In a world where computers are used for virtually all financial and personal transactions, the need to safeguard data is more important than ever. In the Internet age, millions of people are accessing electronic information databases every second. Failure to properly protect sensitive data could open the door to major threats ranging from identity theft to accessing classified information that could potentially harm national security. Security is not the only threat facing data managers. There is also the growing concern for defense against malicious viral attacks and catastrophic data corruption that could easily put a business in a legal bind. While most threats aren't on the level of starting World War III, businesses and individual lives can be devastated by the lack of protection concerning sensitive data. Proper data security techniques can minimize the risk of losing important and private information and should be a top priority.
Due to the importance of data and the often fragmented storage of such, it is vital businesses keep careful account of data and invest in ways to keep business data secure. This often presents a challenge for organizations because if data is breached, corrupted, destroyed or otherwise lost, this can put a company in major jeopardy.
The human element is one of the biggest factors associated with data loss. Human actions account for some of the biggest data loss issues that have occurred. Examples of human actions which harm data are downloading malware, accidental deletes, inaccurate data entries, stolen laptops, lost portable devices and a host of other scenarios.
By taking the time to educate everyone from top to bottom on the importance of protecting data and keeping it secure, people will have a higher degree of awareness and exercise more due care when handling data. Managers should understand they need to terminate access for former employees to ensure no unauthorized entry takes place once employment has been terminated.
Through education and awareness, management can put into place preventative controls to ensure accuracy, integrity and overall security of data. Listed below are some of these controls.
*Establish a Technology Policy
All businesses should develop and distribute a technology policy. At bare minimum employees should be instructed to strengthen passwords, change them semi-frequently and understand proper network and Internet use on company resources.
Once the policy is in place managers should be sure to follow up and enforce it is being followed. They key points addressed in a technology will go a long way in keeping data secure.

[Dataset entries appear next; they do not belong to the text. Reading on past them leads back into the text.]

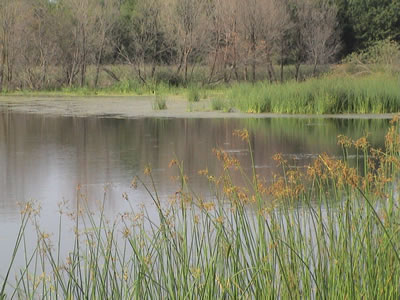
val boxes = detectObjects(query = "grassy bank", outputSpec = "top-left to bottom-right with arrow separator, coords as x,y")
3,73 -> 400,114
228,74 -> 400,114
0,123 -> 400,299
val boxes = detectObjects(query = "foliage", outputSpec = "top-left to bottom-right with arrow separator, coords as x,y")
229,74 -> 400,114
187,86 -> 200,102
336,0 -> 400,54
344,39 -> 400,73
152,95 -> 167,110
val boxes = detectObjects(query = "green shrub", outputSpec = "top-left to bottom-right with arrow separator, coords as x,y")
211,98 -> 225,110
153,95 -> 167,110
187,87 -> 200,102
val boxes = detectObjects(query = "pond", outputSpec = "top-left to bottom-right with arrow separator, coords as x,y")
0,110 -> 389,274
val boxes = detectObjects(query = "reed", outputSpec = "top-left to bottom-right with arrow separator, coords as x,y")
228,74 -> 400,114
1,120 -> 400,299
152,95 -> 167,110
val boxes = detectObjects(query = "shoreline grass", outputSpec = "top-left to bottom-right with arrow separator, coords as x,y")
0,120 -> 400,300
1,73 -> 400,115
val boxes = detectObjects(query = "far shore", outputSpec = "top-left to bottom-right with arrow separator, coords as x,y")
0,95 -> 395,119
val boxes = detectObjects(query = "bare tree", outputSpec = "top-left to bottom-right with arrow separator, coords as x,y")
93,0 -> 119,87
296,0 -> 340,75
164,0 -> 210,82
118,0 -> 170,84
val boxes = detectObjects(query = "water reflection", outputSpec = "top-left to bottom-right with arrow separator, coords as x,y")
0,111 -> 387,219
0,110 -> 388,274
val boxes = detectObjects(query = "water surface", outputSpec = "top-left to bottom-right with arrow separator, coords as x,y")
0,110 -> 388,274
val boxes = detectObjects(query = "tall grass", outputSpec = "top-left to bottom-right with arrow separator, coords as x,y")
229,74 -> 400,114
152,95 -> 167,110
1,120 -> 400,299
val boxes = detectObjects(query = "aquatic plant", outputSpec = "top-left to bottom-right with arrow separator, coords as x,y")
228,74 -> 400,114
152,95 -> 167,110
1,119 -> 400,299
187,87 -> 200,102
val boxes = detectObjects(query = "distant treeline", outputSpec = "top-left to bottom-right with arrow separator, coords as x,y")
0,0 -> 400,90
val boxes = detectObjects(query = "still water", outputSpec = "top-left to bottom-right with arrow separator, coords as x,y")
0,111 -> 389,274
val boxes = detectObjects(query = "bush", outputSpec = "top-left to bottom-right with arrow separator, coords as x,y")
153,95 -> 167,110
188,87 -> 200,102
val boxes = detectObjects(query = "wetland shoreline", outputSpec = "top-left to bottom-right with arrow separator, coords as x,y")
0,96 -> 395,119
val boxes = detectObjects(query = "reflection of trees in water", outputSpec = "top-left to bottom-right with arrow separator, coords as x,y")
0,113 -> 387,216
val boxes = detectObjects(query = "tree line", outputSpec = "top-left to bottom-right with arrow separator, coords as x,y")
0,0 -> 400,90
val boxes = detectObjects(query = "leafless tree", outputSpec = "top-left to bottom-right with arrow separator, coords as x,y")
296,0 -> 340,75
164,0 -> 210,82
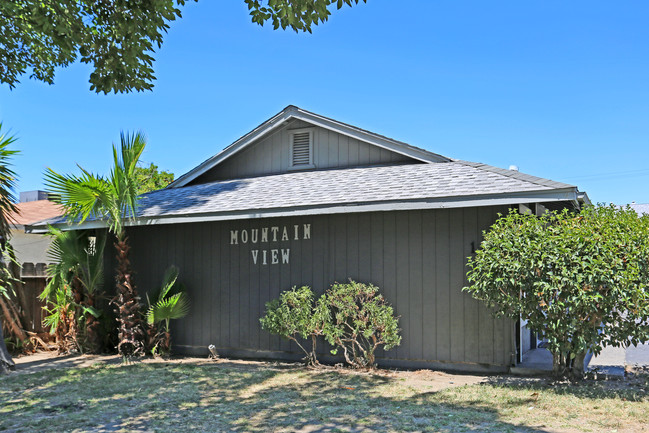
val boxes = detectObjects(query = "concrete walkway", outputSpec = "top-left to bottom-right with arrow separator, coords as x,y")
589,343 -> 649,375
511,343 -> 649,376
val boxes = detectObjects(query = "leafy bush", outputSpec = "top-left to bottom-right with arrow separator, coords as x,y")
146,266 -> 189,355
464,206 -> 649,378
321,280 -> 401,368
259,286 -> 328,365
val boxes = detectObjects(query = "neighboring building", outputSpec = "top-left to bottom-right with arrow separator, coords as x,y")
36,106 -> 588,371
629,202 -> 649,215
9,191 -> 62,332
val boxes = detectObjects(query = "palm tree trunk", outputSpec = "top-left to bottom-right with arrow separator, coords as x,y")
84,293 -> 101,353
0,326 -> 16,374
111,233 -> 144,357
0,296 -> 28,342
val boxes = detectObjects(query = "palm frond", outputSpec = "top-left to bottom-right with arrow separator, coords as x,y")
0,123 -> 19,239
147,292 -> 189,325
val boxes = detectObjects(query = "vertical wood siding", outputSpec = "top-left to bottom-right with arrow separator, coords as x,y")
192,122 -> 416,184
129,207 -> 514,366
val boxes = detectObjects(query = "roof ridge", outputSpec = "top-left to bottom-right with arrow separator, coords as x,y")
453,159 -> 576,188
168,105 -> 451,188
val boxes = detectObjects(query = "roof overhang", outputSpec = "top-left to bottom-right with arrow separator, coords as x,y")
167,105 -> 451,188
26,188 -> 581,233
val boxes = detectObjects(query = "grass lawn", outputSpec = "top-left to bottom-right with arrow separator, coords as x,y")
0,360 -> 649,432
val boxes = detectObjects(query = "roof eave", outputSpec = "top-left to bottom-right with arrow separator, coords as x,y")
30,188 -> 579,233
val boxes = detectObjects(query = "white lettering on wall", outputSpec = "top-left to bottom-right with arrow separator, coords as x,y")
282,248 -> 291,264
230,224 -> 311,266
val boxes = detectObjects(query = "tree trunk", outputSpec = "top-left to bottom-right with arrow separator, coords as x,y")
0,325 -> 16,374
552,352 -> 586,380
111,236 -> 145,357
85,293 -> 101,353
0,296 -> 28,342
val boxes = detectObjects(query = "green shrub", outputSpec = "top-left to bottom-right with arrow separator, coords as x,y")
321,280 -> 401,368
464,206 -> 649,378
259,286 -> 328,365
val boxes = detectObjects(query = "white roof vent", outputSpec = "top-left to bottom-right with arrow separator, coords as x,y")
290,129 -> 313,168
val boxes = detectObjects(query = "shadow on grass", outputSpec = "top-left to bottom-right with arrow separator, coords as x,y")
0,361 -> 580,432
486,374 -> 649,401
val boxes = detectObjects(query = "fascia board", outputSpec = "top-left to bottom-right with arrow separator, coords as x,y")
31,188 -> 577,233
168,106 -> 451,188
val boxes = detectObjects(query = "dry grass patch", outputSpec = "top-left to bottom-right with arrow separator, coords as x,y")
0,360 -> 649,432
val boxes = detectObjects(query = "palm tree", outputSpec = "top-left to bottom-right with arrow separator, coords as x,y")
39,226 -> 106,352
146,266 -> 189,354
0,123 -> 19,372
45,132 -> 146,357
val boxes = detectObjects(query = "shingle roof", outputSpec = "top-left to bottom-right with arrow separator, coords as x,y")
8,200 -> 63,225
132,161 -> 575,218
34,160 -> 577,230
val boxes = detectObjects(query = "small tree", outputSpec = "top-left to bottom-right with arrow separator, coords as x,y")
259,286 -> 329,365
321,280 -> 401,368
464,205 -> 649,378
134,163 -> 174,195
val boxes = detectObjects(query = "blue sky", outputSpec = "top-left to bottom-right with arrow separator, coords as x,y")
0,0 -> 649,204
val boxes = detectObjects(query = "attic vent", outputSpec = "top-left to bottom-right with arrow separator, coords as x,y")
291,131 -> 313,168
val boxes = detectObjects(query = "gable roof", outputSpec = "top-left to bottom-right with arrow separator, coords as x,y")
33,161 -> 579,228
168,105 -> 451,188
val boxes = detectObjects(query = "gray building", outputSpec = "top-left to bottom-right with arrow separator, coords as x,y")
40,106 -> 587,371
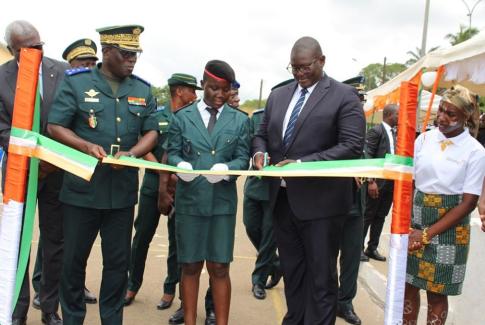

*Develop a Business Contingency Plan
While the advantages of business continuity plans are quite obvious, many businesses still do not invest the time, money and resources in developing
a good business continuity plan despite the fact statistics indicate that businesses who suffer a massive interruption or loss of data typically fail within a couple of years if a plan was not in place.
As a strong measure in protecting valuable data managerial decision makers should realize that information security is just an important process as accounting, marketing, sales and other components of a business. While information security does not bring in the revenue, it is the process that ensures the other processes can be completed; if data is lost, then what?
Putting together a good business continuity plan which accounts for data and storage of such is vital.
*Regularly Back-up Data
This is really a part of the business continuity plan, but it important enough to mention on its own too. At the very least companies should invest and plan for good backup of data. This could be through daily, interval or sporadic back-up. The frequency should be determined by an analysis to determine risk and critical level of information.
Transactions such as financial ones, reservations and other timely activities should be backed up frequently; other data such as employee data can afford to be backed up less frequently.
As another proactive measure to keep business data safe companies would be wise to invest in a good firewall and an anti-virus program; also to keep these software programs updated. While software alone cannot protect data as it takes a combination of software, human action and planning, it does help.